My reading of the Brexit White Paper suggests the Government doesn’t really get what is at stake

My reading of the Brexit White Paper suggests the Government doesn’t really get what is at stake

The White Paper on Brexit which caused Boris Johnson and David Davis to resign from the Cabinet is a dismal warning that Downing Street is headed for a Brexit train crash.

This is not because the hundred pages of text is too much to manage; it is because it is unintelligible, incoherent and includes matters which do not warrant attention but, most importantly, lays out no platform which any government could use in undertaking something as significant as withdrawal from the EU.

Clearly those who oversaw preparation of the paper had no basic understanding of the fundamental issues or how to address them.
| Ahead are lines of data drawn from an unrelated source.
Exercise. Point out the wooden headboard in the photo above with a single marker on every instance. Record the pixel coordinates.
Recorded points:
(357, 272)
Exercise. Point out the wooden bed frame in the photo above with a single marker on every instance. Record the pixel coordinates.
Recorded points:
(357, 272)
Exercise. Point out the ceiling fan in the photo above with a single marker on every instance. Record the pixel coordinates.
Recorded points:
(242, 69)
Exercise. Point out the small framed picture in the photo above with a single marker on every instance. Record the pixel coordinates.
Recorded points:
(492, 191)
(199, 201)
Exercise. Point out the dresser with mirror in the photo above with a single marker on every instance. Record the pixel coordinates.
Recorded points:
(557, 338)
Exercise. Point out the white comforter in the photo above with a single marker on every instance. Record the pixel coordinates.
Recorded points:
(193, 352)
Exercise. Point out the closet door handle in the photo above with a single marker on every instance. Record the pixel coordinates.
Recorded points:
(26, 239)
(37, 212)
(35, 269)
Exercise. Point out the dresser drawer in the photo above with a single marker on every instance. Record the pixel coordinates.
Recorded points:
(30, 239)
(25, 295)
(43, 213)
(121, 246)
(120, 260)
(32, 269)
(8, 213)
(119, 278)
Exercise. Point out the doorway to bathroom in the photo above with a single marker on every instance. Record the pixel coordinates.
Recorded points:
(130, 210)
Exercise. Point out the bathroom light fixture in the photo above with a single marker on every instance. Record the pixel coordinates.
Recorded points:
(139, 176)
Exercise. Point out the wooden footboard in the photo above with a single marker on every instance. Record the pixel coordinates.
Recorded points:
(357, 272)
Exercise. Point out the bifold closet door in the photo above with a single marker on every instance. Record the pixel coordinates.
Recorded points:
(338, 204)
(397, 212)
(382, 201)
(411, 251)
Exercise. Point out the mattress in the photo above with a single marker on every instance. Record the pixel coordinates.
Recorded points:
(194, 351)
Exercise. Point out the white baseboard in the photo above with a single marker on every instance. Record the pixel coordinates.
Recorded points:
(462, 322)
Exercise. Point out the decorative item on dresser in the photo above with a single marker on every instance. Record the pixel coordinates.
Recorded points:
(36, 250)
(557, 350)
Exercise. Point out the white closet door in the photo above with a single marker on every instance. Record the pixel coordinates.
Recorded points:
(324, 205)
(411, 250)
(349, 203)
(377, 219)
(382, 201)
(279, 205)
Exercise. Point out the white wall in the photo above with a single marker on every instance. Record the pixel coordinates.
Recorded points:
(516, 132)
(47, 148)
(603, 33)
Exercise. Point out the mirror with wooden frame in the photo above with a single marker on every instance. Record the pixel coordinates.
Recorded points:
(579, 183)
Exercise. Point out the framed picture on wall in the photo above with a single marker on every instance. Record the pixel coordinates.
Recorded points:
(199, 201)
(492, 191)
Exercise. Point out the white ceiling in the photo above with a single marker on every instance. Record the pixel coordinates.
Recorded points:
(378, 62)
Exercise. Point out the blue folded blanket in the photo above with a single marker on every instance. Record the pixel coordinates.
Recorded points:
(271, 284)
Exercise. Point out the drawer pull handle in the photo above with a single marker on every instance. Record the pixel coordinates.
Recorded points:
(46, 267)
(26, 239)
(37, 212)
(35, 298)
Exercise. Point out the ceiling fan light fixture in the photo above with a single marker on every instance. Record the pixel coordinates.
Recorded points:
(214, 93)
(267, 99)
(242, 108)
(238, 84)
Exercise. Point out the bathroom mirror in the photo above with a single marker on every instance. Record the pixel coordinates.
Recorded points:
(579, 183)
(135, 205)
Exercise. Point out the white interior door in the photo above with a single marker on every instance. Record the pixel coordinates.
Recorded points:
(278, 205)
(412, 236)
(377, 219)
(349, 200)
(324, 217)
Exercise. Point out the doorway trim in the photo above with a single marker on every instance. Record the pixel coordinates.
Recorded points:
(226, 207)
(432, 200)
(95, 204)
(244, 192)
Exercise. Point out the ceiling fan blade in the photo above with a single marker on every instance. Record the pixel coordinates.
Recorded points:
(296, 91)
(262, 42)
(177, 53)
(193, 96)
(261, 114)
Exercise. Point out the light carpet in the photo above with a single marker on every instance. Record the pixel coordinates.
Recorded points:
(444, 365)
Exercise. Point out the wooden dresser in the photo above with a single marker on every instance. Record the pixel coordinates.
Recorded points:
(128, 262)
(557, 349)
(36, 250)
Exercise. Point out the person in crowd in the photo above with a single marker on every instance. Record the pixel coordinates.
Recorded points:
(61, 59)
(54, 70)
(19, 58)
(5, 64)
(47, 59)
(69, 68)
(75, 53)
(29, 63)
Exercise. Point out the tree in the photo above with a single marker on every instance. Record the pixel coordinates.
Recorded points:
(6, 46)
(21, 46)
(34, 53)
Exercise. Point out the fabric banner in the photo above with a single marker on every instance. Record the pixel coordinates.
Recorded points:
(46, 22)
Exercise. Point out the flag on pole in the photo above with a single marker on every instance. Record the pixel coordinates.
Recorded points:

This will be evident to anyone who goes to the trouble to try to comprehend the whole: the authors and editors of this document had no idea of what the key issues were that had to be addressed and how to do it.

The document was obviously regarded as workable by the majority of the two dozen people in Cabinet because most had no idea of the opportunities at stake.

The UK Government had a relatively short period of time to grasp the fundamentals of dealing with an unnecessarily complex (i.e. typically EU) organisation, so the team of officials mustered in David Davis’ new department actually did extraordinarily well to set out the basic propositions to inform the UK’s negotiating position.

But the fact that much of the department’s work was not drawn on indicates that there was another purpose to the meeting. The document DExEU created was sidelined by another, which was a pot pourri of commentary and analysis with no blend of direction or priority, and came from a melange of government officials. It was then tabled for Cabinet effectively on a ‘take it or leave it’ basis.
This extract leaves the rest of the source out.